Gericht: Landesarbeitsgericht Rheinland-Pfalz
Urteil verkündet am 23.03.2007
Aktenzeichen: 6 Sa 748/06
Rechtsgebiete: MTV, BGB, ArbGG, ZPO, BAT


Vorschriften:

MTV § 12 b
MTV § 24
BGB § 305 c Abs. 2
ArbGG § 64 Abs. 1
ArbGG § 64 Abs. 2
ArbGG § 64 Abs. 6
ArbGG § 66 Abs. 1
ZPO § 519
ZPO § 520
BAT § 22
Diese Entscheidung enthält keinen zur Veröffentlichung bestimmten Leitsatz.
Aktenzeichen: 6 Sa 748/06

Entscheidung vom 23.03.2007

Tenor:

1. Die Berufung der Klägerin gegen das Urteil des Arbeitsgerichts Mainz vom 05.09.2006 - 3 Ca 1308/06 - wird auf Kosten der Klägerin zurückgewiesen.

2. Die Revision wird nicht zugelassen.

Tatbestand:

Die Parteien streiten im Berufungsverfahren (nur noch) um die Frage, ob die Klägerin nach dem am 24.09.2004 zwischen der P. S. C. und C. für Senioreneinrichtungen AG und der V. geschlossenen Manteltarifvertrag einen Anspruch auf Vergütung nach Vergütungsgruppe Ap II Fallgruppe 2 der Anlage B zum vorgenannten Manteltarifvertrag hat.

Die Klägerin ist bei der Beklagten seit 01.06.2000 mit schriftlichem Arbeitsvertrag als Altenpflegehelferin angestellt.

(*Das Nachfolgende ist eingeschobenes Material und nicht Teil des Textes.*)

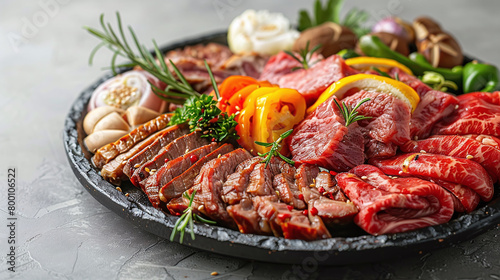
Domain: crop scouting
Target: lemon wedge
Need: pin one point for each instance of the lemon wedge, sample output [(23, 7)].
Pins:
[(355, 83), (384, 64)]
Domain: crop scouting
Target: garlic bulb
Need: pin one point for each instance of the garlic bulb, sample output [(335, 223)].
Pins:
[(261, 32), (128, 89)]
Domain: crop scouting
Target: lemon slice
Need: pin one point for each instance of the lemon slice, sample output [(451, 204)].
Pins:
[(369, 83), (384, 64)]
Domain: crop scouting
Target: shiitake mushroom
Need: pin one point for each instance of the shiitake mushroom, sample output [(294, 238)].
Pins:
[(332, 37), (393, 41), (441, 50)]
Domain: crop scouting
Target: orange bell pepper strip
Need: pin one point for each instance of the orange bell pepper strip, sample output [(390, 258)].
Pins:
[(232, 85), (267, 113)]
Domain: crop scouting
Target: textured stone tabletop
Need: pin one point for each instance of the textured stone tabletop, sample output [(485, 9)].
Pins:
[(62, 232)]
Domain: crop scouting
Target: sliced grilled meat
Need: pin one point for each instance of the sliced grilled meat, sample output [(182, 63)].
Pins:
[(113, 170), (183, 182), (112, 150), (208, 185), (175, 149), (331, 211), (233, 190), (171, 133), (285, 185), (172, 169)]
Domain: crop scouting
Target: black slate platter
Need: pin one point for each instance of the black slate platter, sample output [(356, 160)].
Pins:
[(353, 247)]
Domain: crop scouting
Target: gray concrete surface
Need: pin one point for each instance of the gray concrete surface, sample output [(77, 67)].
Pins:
[(64, 233)]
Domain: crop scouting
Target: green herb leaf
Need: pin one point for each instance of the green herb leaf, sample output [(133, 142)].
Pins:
[(354, 19), (437, 81), (351, 115), (181, 90), (187, 219), (275, 149)]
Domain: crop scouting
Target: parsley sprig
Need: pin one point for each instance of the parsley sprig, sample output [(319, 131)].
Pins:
[(275, 149), (351, 115), (305, 57), (187, 219)]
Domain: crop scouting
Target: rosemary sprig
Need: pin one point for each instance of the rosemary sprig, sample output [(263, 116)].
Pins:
[(187, 219), (177, 91), (351, 116), (200, 111), (437, 81), (354, 19), (305, 57), (275, 149)]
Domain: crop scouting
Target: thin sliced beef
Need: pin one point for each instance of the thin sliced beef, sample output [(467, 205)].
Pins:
[(389, 125), (288, 191), (252, 180), (477, 113), (208, 185), (289, 223), (248, 219), (174, 149), (391, 205), (113, 170), (482, 149), (168, 135), (323, 139), (279, 65), (431, 166), (172, 169), (313, 81), (183, 182), (112, 150), (433, 107), (465, 199), (415, 83), (234, 188), (326, 184), (260, 181), (331, 211)]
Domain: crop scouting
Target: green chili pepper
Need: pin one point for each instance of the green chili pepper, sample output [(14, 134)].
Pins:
[(480, 77), (348, 53), (372, 46)]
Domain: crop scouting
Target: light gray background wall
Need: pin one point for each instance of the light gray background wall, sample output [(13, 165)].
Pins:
[(63, 233)]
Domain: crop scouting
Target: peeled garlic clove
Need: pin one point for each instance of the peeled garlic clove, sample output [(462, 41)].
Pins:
[(111, 121), (94, 116), (137, 115), (98, 139)]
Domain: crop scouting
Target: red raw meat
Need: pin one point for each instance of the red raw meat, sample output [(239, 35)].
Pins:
[(482, 149), (433, 106), (323, 139), (389, 125), (389, 205), (313, 81), (465, 199), (431, 166), (477, 113)]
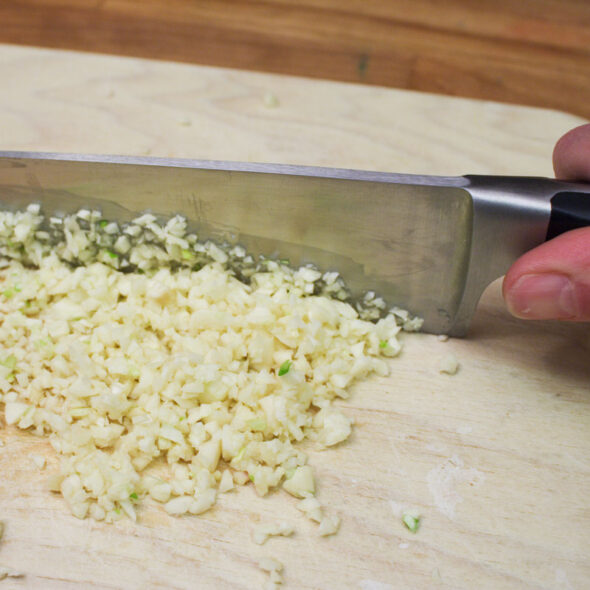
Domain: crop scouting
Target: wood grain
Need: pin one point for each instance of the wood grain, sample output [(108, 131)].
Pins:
[(534, 52), (511, 430)]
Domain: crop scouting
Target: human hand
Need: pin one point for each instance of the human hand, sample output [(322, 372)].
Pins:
[(552, 281)]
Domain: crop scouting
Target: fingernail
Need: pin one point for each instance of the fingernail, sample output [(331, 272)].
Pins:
[(542, 297)]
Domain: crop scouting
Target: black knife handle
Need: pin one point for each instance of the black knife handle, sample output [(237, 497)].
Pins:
[(569, 210)]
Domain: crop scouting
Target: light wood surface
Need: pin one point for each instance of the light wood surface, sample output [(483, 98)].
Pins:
[(535, 52), (496, 458)]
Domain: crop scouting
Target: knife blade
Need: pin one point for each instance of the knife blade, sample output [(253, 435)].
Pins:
[(429, 244)]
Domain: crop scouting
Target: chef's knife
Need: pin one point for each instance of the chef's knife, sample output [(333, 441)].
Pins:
[(430, 244)]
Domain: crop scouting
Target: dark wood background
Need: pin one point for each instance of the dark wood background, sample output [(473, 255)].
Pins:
[(534, 52)]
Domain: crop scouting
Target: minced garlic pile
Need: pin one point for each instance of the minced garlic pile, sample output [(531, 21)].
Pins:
[(219, 378)]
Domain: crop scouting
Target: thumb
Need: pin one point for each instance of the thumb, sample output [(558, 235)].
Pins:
[(552, 281)]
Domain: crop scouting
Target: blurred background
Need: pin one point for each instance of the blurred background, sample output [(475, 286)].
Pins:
[(531, 52)]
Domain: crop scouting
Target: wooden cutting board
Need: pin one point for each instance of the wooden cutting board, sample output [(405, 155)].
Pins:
[(496, 458)]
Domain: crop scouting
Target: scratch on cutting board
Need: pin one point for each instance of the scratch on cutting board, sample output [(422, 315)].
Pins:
[(374, 585), (443, 480)]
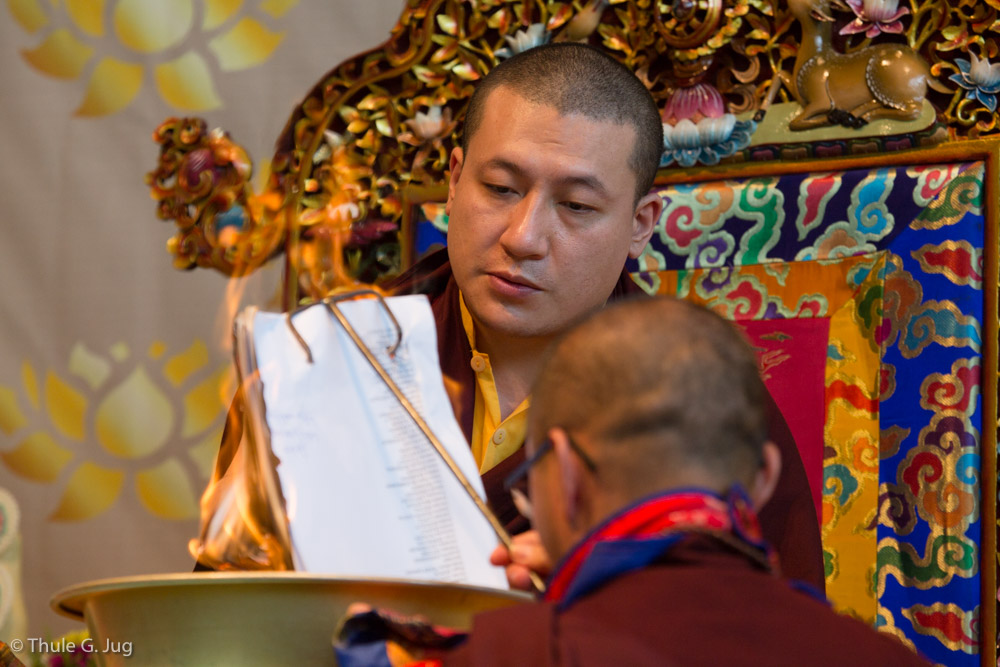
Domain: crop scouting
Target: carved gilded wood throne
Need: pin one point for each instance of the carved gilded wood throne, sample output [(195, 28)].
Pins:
[(850, 230)]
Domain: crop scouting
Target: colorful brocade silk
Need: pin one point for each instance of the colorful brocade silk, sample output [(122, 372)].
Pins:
[(863, 293)]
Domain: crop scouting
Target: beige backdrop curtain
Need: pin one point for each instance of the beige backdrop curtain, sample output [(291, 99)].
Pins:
[(113, 365)]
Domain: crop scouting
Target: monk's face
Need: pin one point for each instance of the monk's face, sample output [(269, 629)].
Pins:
[(542, 216)]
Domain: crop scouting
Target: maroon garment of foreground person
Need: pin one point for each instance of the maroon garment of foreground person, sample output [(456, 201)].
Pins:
[(702, 601), (788, 519)]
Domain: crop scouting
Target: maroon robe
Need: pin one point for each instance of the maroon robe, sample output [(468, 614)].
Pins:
[(702, 603), (788, 519)]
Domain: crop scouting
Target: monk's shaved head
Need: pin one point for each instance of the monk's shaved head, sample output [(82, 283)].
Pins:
[(661, 386)]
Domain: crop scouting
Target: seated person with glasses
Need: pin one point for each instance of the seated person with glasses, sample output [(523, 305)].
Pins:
[(646, 435)]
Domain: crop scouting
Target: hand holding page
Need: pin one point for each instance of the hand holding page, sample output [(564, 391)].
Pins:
[(365, 492)]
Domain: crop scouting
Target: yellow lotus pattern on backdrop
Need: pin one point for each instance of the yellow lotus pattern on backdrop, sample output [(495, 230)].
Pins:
[(183, 43), (110, 420)]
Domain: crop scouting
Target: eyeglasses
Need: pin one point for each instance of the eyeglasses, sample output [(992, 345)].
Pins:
[(512, 483)]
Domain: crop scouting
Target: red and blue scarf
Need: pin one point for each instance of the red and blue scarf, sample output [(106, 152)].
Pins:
[(643, 532)]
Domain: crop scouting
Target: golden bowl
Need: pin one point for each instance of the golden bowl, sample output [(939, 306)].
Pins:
[(250, 618)]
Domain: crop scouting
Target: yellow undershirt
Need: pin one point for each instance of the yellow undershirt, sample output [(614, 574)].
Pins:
[(493, 439)]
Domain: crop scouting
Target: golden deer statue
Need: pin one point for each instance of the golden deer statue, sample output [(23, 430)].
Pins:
[(850, 89)]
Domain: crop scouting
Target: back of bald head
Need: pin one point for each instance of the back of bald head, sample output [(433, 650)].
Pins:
[(663, 388)]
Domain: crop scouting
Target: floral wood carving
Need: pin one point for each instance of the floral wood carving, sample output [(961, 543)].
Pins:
[(384, 122)]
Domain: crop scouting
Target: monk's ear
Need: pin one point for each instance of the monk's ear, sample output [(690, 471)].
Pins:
[(647, 214), (455, 165), (766, 479), (570, 476)]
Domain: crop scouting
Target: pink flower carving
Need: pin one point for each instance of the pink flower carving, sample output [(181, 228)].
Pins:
[(875, 16)]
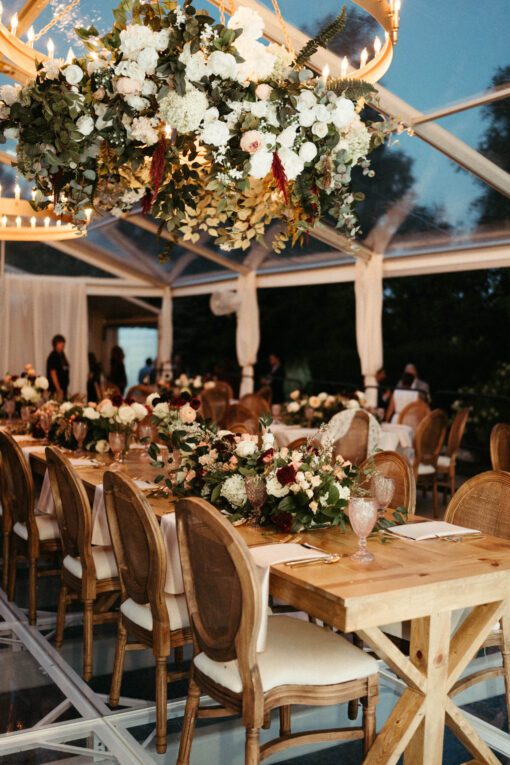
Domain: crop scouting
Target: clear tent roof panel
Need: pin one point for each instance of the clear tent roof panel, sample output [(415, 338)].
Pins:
[(428, 72)]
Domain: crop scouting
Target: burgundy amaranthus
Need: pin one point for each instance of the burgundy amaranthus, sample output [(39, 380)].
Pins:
[(279, 176)]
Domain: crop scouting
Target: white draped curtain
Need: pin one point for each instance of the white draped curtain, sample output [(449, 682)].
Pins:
[(369, 304), (165, 330), (244, 302), (32, 311)]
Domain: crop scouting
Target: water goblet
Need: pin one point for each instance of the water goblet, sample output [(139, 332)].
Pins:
[(79, 432), (256, 492), (383, 489), (26, 415), (46, 423), (117, 441), (362, 516), (9, 406), (145, 434)]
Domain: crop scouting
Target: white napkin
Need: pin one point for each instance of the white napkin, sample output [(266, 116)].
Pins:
[(266, 556)]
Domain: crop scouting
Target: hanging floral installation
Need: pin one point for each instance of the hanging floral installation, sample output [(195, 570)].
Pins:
[(204, 125)]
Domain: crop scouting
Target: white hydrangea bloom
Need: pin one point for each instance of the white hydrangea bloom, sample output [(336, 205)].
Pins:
[(234, 491), (184, 113)]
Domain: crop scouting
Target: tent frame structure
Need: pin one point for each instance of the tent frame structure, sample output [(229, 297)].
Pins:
[(138, 275)]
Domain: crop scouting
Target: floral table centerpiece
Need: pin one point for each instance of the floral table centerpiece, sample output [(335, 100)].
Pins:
[(202, 123), (302, 489), (314, 411)]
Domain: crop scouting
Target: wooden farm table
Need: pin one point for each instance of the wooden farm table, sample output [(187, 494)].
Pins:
[(418, 581)]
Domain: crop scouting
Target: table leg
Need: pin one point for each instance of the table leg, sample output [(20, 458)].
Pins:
[(430, 640)]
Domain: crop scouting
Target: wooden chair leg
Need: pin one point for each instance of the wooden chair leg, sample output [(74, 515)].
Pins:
[(188, 723), (436, 498), (368, 723), (252, 748), (87, 638), (61, 616), (12, 568), (118, 664), (161, 692), (285, 721), (5, 554), (32, 591)]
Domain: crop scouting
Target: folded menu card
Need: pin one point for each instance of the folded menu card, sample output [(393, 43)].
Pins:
[(429, 530)]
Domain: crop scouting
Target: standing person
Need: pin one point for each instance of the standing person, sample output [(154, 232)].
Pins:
[(94, 379), (274, 378), (147, 374), (117, 374), (57, 368)]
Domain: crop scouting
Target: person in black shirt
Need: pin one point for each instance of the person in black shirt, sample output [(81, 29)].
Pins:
[(117, 374), (57, 368)]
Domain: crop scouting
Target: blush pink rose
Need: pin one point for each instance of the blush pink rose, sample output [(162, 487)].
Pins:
[(251, 141), (126, 86)]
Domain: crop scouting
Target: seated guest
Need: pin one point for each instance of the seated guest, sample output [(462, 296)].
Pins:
[(57, 368), (402, 396), (147, 374)]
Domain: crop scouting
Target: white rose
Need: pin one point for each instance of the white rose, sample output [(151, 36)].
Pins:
[(147, 60), (215, 133), (187, 414), (29, 393), (287, 137), (261, 163), (292, 163), (139, 410), (223, 65), (307, 118), (102, 446), (73, 74), (306, 101), (42, 383), (308, 151), (90, 413), (246, 448), (320, 129), (148, 88), (161, 409), (108, 411), (126, 414), (322, 113), (10, 93), (343, 113), (85, 125), (274, 487)]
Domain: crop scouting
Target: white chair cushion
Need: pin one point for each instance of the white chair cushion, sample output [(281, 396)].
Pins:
[(296, 653), (46, 524), (141, 613), (106, 566)]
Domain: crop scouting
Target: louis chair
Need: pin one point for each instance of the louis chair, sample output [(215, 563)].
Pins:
[(301, 664), (89, 574), (33, 536), (500, 446), (153, 618), (446, 462), (428, 440)]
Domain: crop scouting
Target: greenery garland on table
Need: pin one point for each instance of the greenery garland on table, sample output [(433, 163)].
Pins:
[(206, 127)]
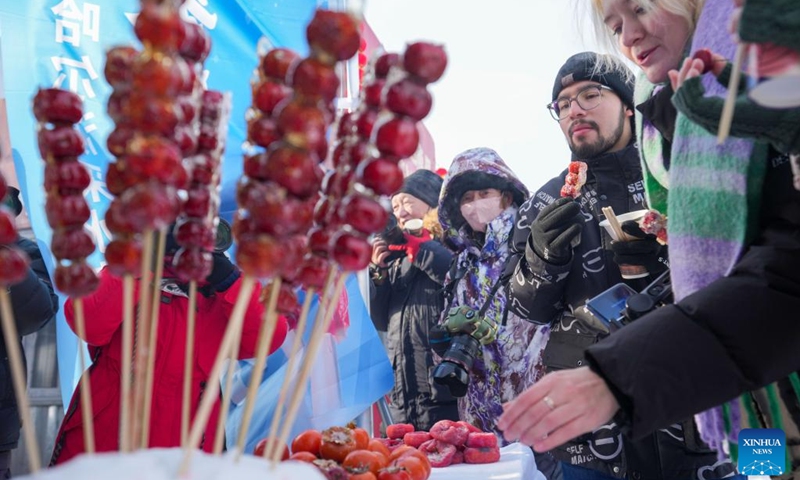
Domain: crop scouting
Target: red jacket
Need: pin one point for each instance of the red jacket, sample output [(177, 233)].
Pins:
[(103, 311)]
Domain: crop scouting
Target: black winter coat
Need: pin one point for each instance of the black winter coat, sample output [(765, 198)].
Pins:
[(406, 305), (34, 303), (545, 293)]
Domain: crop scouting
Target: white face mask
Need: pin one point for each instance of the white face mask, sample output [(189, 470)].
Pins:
[(478, 213)]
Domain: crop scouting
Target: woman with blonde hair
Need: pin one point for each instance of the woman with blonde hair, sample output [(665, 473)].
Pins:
[(734, 220)]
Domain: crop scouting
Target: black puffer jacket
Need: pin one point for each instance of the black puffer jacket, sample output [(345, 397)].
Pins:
[(406, 304), (545, 293), (34, 303)]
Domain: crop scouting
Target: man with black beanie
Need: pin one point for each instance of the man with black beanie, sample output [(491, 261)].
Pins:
[(408, 270), (564, 257)]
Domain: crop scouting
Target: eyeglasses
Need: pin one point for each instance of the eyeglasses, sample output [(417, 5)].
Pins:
[(588, 99)]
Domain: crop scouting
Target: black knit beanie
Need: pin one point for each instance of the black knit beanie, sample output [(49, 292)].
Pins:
[(423, 184), (581, 66)]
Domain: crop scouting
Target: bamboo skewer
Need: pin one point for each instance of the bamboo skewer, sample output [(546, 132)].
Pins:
[(614, 222), (188, 363), (265, 334), (733, 90), (219, 434), (155, 304), (87, 411), (11, 336), (211, 395), (125, 374), (142, 336), (308, 362), (290, 366)]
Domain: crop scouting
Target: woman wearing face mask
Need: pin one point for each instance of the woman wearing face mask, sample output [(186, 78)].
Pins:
[(477, 207)]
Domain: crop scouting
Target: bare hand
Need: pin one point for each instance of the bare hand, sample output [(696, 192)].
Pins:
[(379, 253), (558, 408)]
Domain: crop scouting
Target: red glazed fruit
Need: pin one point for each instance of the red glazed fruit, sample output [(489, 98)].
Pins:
[(409, 98), (57, 106), (124, 256), (277, 62), (72, 244), (385, 62), (76, 279), (425, 61), (397, 137), (383, 176), (333, 36), (315, 80), (399, 430)]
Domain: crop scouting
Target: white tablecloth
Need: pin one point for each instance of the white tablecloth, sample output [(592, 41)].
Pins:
[(516, 463)]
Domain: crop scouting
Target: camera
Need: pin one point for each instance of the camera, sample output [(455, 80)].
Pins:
[(453, 370), (620, 304)]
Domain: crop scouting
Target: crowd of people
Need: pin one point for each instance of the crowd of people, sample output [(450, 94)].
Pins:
[(666, 396)]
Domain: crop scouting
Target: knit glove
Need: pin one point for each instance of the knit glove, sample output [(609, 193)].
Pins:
[(411, 247), (465, 320), (555, 229), (780, 127), (646, 251), (223, 275)]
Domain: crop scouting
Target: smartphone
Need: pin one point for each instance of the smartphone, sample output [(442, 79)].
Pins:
[(609, 305)]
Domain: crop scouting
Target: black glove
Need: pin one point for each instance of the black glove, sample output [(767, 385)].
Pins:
[(554, 230), (646, 252), (223, 274), (440, 339)]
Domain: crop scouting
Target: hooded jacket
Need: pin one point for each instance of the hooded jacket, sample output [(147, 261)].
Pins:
[(405, 303), (553, 294), (509, 365)]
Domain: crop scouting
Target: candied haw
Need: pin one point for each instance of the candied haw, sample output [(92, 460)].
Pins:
[(13, 265), (333, 36), (315, 80), (425, 60), (160, 27), (385, 62), (277, 62), (124, 256), (307, 441), (364, 214), (77, 279), (68, 211), (72, 243), (408, 97), (259, 256), (303, 126), (60, 142), (397, 137), (337, 443), (196, 44), (352, 252), (262, 131), (383, 176), (57, 106), (192, 264), (268, 94), (66, 176)]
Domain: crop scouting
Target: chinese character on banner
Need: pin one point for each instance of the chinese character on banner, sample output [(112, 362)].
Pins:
[(197, 10), (72, 22)]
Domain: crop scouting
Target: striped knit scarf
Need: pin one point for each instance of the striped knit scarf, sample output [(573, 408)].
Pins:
[(713, 201)]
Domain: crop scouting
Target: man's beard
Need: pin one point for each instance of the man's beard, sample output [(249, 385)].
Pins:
[(602, 144)]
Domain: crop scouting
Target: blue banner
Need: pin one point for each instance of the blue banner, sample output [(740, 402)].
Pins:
[(351, 372), (46, 43)]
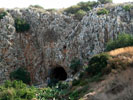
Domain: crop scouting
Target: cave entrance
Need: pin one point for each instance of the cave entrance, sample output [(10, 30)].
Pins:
[(58, 73)]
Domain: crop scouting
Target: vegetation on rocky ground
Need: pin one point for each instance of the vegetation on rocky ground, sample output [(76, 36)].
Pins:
[(105, 1), (123, 40), (102, 11), (79, 10), (2, 13), (21, 25)]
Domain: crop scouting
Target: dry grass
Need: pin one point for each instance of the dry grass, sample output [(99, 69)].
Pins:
[(115, 87)]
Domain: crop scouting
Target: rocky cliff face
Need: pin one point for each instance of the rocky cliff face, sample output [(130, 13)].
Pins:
[(55, 39)]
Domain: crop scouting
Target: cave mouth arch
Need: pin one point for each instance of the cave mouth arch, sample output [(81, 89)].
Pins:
[(58, 73)]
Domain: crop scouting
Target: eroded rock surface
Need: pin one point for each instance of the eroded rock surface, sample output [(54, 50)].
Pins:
[(55, 39)]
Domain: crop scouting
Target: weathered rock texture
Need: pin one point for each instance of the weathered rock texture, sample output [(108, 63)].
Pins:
[(55, 39)]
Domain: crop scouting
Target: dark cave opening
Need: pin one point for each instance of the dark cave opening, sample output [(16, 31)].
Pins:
[(58, 73)]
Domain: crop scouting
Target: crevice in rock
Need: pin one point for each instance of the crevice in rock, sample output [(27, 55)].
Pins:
[(58, 73)]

Der Arbeitsvertrag sieht in § 5 eine Vergütung nach Vergütungsgruppe/- stufe KR I/01, einen Ortszuschlag, eine allgemeine Zulage und eine freiwillige Zulage (AT) vor und in § 14 eine Verweisung auf anwendbare Tarifverträge, soweit der Arbeitsvertrag keine eigenständige Regelung enthält.

Der eingangs erwähnte Manteltarifvertrag enthält u. a. folgende Regelungen:

§ 12 Eingruppierung

1. Die Eingruppierung der Arbeitnehmer richtet sich nach den Tätigkeitsmerkmalen der Vergütungsordnung (Anlage B). Der Arbeitnehmer erhält Vergütung nach der Vergütungsgruppe, in die er eingruppiert ist.

....

§ 12 b Grundvergütung

1. Vom Beginn des Monats an, in dem ein Angestellter seine Tätigkeit bei der P. S. AG oder deren Tochtergesellschaft beginnt oder begonnen hat, erhält er die Anfangsgrundvergütung (erste Stufe) seiner Vergütungsgruppe.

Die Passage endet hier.